Wai Leung Lau et al. Biophys J. .

Abstract

The tuning of the pK(a) of ionizable residues plays a critical role in various protein functions, such as ligand-binding, catalysis, and allostery. Proteins harness the free energy of folding to position ionizable groups in highly specific environments that strongly affect their pK(a) values. To investigate the interplay among protein folding kinetics, thermodynamics, and pK(a) modulation, we introduced a pair of Asp residues at neighboring interior positions of a coiled-coil. A single Asp residue was replaced for an Asn side chain at the a-position of the coiled-coil from GCN4, which was also crosslinked at the C-terminus via a flexible disulfide bond.
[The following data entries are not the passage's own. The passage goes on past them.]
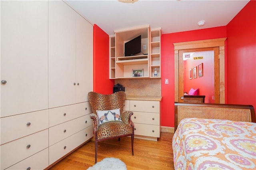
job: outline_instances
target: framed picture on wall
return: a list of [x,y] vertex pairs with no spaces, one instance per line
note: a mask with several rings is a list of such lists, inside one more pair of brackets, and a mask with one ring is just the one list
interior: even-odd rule
[[192,79],[192,69],[189,70],[189,79]]
[[198,65],[198,77],[203,76],[203,63]]
[[197,77],[197,66],[196,66],[193,68],[193,78],[196,78]]

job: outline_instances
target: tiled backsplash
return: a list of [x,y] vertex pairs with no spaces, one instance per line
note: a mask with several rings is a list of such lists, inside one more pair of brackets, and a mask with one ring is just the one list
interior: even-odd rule
[[161,95],[160,79],[115,80],[115,84],[117,83],[125,87],[125,92],[127,95]]

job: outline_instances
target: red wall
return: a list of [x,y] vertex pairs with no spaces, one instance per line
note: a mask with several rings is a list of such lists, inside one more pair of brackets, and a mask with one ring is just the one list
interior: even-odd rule
[[251,0],[228,24],[227,103],[256,109],[256,1]]
[[[195,57],[203,57],[203,59],[194,59]],[[203,76],[198,77],[198,65],[203,63]],[[189,79],[189,70],[197,67],[197,78]],[[212,51],[202,51],[194,53],[186,60],[183,61],[184,81],[183,87],[184,92],[188,93],[193,88],[199,89],[198,95],[205,96],[204,103],[214,103],[214,53]]]
[[109,37],[97,25],[93,27],[93,91],[113,93],[114,81],[109,79]]
[[[226,26],[162,35],[161,126],[174,127],[174,59],[173,43],[226,37]],[[169,84],[164,84],[169,79]]]

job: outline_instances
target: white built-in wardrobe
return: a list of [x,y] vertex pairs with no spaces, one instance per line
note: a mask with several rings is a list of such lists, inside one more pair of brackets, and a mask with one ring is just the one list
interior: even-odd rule
[[93,136],[93,26],[62,1],[0,3],[0,169],[43,169]]

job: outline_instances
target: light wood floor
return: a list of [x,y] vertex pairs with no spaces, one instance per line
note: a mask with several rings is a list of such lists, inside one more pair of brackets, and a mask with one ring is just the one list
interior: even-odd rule
[[[125,137],[98,144],[98,160],[118,158],[128,170],[174,170],[172,141],[173,134],[162,132],[157,141],[134,138],[134,156],[131,138]],[[94,143],[90,141],[52,167],[50,170],[86,170],[94,164]]]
The thermodynamic and kinetic stability of the system was measured by circular dichroism and stopped-flow fluorescence as a function of pH and concentration of guanidine HCl. Both sets of data are consistent with a two-state equilibrium between fully folded and unfolded forms. Distinct pK(a) values of 6.3 and 5.35 are assigned to the first and second protonation of the Asp pair; together they represent an energetic difference of 5 kcal/mol relative to the protonation of two Asp residues with unperturbed pK(a) values. Analysis of the rate data as a function of pH and denaturant concentration allowed calculation of the kinetic constants for the conformational transitions of the peptide with the Asp residues in the doubly protonated, singly protonated, and unprotonated forms. The doubly and singly protonated forms fold rapidly, and a ϕ-value analysis shows that their contribution to folding occurs subsequent to the transition state ensemble for folding. By contrast, the doubly charged state shows a reduced rate of folding and a ϕ-value near 0.5 indicative of a repulsive interaction, and possibly also heterogeneity in the transition state ensemble.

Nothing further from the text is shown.